The ability to manipulate gene activity and control transgene expression is essential to study gene function. While several genetic tools for modifying genes or controlling expression separately are available for Caenorhabditis elegans, there are no genetic approaches to generate mutations that simultaneously disrupt gene function and provide genetic access to the cells expressing the disrupted gene. To achieve this, we developed a versatile gene trap strategy based on cGAL, a GAL4-UAS bipartite expression system for C. elegans. We designed a cGAL gene trap cassette and used CRISPR/Cas9 to insert it into the target gene, creating a bicistronic operon that simultaneously expresses a truncated endogenous protein and the cGAL driver in the cells expressing the target gene.
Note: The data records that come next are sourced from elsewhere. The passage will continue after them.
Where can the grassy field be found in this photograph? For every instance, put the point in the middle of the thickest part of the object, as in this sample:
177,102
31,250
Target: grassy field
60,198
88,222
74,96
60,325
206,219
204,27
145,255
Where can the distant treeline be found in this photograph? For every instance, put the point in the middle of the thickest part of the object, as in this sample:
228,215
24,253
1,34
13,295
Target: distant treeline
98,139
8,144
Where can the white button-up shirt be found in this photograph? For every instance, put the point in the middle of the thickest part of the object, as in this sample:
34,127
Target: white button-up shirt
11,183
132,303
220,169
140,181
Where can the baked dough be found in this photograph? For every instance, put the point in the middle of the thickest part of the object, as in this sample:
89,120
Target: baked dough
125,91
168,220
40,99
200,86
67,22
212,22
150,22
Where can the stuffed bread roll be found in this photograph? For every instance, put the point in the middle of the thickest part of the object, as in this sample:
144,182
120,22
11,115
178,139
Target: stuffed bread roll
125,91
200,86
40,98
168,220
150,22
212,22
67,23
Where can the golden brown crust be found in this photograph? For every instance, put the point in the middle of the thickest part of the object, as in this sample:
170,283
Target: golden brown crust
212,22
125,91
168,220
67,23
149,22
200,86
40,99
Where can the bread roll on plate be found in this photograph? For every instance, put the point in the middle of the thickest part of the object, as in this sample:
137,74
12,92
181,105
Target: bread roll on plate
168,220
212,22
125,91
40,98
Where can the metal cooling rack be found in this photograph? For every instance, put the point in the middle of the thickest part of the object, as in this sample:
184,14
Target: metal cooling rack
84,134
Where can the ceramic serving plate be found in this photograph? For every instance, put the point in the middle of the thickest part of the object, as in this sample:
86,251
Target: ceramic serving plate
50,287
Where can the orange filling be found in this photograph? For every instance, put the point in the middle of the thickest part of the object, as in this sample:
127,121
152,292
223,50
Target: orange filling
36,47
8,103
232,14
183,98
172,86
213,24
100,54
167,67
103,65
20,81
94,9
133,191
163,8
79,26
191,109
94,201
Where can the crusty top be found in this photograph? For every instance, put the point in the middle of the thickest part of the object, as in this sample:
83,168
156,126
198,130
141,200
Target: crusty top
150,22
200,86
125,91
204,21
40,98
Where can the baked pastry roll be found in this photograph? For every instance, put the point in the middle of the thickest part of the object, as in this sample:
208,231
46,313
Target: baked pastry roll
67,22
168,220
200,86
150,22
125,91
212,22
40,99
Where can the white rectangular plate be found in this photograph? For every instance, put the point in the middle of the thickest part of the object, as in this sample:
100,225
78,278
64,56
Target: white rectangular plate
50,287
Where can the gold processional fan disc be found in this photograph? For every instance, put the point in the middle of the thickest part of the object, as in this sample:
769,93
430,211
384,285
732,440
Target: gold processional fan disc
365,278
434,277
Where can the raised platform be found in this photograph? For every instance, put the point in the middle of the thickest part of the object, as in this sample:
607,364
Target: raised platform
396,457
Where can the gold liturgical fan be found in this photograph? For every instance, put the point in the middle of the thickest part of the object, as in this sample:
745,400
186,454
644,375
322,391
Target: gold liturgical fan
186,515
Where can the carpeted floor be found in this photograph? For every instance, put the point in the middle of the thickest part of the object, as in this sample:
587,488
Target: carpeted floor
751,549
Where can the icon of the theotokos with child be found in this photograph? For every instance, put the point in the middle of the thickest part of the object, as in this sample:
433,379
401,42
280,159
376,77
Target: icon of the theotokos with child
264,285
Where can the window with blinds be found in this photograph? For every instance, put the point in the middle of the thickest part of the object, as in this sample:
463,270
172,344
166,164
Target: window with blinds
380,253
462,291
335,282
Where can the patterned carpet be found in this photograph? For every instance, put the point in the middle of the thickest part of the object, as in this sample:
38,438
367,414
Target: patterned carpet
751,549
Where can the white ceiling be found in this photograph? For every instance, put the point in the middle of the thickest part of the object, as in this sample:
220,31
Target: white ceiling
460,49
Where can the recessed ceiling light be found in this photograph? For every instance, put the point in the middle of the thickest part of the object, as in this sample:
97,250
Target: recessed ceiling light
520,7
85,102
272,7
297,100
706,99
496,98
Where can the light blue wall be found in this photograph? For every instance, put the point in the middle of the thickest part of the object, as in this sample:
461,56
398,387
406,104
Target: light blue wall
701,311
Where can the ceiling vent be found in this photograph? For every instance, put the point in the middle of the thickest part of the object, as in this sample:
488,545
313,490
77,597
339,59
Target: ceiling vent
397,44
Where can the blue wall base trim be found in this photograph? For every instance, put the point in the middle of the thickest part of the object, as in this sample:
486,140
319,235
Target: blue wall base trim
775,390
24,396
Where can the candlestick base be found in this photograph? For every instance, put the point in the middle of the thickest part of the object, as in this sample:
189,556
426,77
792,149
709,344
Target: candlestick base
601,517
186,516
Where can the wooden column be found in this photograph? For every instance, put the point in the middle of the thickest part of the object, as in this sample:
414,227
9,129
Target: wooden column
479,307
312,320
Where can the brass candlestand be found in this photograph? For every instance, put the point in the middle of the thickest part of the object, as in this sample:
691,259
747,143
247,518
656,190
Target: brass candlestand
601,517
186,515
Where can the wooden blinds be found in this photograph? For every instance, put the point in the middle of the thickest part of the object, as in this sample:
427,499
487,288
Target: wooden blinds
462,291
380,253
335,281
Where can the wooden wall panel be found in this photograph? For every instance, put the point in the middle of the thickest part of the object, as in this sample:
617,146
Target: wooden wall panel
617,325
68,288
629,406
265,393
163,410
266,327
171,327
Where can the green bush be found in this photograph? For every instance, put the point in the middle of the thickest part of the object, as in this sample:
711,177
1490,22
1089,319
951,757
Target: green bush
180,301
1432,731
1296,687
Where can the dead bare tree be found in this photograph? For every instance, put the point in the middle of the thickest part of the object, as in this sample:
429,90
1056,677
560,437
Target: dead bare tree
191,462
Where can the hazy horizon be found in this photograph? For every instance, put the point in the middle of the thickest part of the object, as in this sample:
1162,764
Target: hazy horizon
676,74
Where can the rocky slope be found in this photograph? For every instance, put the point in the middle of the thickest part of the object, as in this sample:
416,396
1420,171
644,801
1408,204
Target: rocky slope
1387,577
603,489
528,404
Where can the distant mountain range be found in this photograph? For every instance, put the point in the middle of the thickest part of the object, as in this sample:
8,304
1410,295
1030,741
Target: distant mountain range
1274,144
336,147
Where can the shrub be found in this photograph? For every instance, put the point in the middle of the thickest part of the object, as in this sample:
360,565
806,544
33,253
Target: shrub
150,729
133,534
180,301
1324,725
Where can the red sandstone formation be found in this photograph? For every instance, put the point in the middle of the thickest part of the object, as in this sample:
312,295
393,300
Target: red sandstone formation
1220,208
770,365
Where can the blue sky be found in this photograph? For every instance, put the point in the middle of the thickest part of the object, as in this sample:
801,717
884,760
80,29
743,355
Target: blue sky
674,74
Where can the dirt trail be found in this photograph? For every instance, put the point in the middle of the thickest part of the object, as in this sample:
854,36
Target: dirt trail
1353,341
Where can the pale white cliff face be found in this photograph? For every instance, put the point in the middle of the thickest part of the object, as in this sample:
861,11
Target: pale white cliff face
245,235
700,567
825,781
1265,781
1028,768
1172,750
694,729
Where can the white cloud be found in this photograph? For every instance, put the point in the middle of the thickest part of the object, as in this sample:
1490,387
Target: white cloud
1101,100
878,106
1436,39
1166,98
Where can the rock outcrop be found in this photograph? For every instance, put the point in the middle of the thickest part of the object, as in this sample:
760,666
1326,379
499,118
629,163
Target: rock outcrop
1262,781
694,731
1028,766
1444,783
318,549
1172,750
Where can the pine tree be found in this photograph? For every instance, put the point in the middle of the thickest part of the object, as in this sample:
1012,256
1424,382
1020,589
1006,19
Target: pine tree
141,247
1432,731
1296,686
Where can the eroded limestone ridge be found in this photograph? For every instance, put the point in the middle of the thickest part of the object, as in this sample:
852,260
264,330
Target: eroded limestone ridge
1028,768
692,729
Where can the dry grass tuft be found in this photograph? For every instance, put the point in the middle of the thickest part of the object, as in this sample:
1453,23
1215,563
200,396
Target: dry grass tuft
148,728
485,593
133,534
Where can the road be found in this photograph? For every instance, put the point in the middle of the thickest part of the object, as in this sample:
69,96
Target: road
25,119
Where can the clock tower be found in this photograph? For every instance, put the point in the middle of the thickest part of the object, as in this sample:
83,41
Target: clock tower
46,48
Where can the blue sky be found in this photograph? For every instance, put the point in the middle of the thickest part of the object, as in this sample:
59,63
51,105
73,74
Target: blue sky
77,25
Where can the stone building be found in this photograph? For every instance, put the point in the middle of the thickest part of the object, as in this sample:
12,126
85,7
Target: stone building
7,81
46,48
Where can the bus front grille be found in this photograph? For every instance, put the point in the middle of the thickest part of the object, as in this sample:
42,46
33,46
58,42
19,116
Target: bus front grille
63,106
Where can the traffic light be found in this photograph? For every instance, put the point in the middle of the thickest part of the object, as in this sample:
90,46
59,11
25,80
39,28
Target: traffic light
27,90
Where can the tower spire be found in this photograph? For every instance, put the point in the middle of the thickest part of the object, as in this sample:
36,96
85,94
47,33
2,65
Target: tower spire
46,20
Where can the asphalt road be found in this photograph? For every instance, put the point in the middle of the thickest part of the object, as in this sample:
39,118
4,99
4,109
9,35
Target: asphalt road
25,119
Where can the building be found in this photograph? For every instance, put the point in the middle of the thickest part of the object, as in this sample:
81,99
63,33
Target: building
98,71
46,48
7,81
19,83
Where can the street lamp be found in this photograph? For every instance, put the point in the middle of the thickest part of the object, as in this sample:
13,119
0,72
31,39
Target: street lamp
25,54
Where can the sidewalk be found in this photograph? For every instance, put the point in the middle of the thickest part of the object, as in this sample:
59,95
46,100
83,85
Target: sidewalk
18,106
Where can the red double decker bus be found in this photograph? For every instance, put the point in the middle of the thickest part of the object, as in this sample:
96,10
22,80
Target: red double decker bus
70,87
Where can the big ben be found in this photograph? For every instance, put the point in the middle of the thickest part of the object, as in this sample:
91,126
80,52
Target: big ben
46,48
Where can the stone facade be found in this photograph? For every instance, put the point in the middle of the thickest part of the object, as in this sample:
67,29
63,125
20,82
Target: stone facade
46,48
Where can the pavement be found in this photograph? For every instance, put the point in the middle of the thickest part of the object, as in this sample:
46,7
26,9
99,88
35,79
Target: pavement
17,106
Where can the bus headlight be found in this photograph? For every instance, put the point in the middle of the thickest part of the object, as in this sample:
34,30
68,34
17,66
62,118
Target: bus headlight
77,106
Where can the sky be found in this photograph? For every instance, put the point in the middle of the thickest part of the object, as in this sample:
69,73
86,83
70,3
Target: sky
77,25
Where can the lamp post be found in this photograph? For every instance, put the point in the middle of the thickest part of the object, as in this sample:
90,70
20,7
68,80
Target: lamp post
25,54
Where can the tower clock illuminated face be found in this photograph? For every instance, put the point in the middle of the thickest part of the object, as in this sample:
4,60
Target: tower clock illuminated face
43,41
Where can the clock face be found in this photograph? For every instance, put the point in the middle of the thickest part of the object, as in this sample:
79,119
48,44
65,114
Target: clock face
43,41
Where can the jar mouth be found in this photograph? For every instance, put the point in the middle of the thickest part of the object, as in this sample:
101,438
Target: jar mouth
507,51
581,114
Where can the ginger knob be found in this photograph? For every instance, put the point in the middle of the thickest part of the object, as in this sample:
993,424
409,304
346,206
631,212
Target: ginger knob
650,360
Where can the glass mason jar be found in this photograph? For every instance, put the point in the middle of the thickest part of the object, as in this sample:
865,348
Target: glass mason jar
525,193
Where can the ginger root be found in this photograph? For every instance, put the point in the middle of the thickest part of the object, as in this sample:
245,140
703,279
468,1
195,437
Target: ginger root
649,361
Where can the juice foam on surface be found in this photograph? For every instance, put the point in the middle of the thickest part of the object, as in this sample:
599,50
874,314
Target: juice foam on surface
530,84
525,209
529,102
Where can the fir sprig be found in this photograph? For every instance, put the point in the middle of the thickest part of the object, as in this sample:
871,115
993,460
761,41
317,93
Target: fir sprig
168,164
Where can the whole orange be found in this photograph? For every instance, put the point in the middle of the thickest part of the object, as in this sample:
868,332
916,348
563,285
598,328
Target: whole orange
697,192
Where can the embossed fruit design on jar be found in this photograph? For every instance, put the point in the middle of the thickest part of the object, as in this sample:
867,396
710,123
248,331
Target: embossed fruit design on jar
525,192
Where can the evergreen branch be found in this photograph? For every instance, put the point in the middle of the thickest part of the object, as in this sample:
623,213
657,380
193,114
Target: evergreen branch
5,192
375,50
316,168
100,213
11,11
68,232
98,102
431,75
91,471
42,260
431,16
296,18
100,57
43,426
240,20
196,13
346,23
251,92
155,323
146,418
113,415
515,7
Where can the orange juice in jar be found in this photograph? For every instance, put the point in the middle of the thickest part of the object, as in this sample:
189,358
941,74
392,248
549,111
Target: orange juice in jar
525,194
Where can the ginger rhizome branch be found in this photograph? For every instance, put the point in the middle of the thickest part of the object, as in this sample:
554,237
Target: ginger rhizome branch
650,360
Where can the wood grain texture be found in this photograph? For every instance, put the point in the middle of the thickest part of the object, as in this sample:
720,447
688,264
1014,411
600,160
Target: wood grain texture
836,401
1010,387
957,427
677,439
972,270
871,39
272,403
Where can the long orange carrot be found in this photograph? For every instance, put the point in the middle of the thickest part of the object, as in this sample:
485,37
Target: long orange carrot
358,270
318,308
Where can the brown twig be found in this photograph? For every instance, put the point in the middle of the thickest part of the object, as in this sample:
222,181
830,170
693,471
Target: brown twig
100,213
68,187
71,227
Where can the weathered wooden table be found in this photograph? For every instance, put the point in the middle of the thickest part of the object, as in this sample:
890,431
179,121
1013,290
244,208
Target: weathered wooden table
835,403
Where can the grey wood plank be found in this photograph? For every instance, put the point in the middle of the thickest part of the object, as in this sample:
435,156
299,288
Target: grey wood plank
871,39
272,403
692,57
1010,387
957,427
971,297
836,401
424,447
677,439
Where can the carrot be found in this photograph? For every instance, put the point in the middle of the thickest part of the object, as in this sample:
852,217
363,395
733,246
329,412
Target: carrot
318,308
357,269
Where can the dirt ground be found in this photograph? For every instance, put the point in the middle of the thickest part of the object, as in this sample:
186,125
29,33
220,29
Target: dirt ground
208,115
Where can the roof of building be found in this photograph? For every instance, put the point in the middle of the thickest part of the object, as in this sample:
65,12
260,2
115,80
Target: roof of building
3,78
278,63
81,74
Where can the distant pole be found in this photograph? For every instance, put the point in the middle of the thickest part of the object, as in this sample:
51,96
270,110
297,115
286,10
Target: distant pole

We demonstrate that our cGAL gene trap strategy robustly generated loss-of-function alleles. Combining the cGAL gene trap lines with different UAS effector strains allowed us to rescue the loss-of-function phenotype, observe the gene expression pattern, and manipulate cell activity spatiotemporally. We show that, by recombinase-mediated cassette exchange (RMCE) via microinjection or genetic crossing, the cGAL gene trap lines can be further engineered in vivo to easily swap cGAL with other bipartite expression systems' drivers, including QF/QF2, Tet-On/Tet-Off, and LexA, to generate new gene trap lines with different drivers at the same genomic locus. These drivers can be combined with their corresponding effectors for orthogonal transgenic control. Thus, our cGAL-based gene trap is versatile and represents a powerful genetic tool for gene function analysis in C. elegans, which will ultimately provide new insights into how genes in the genome control the biology of an organism.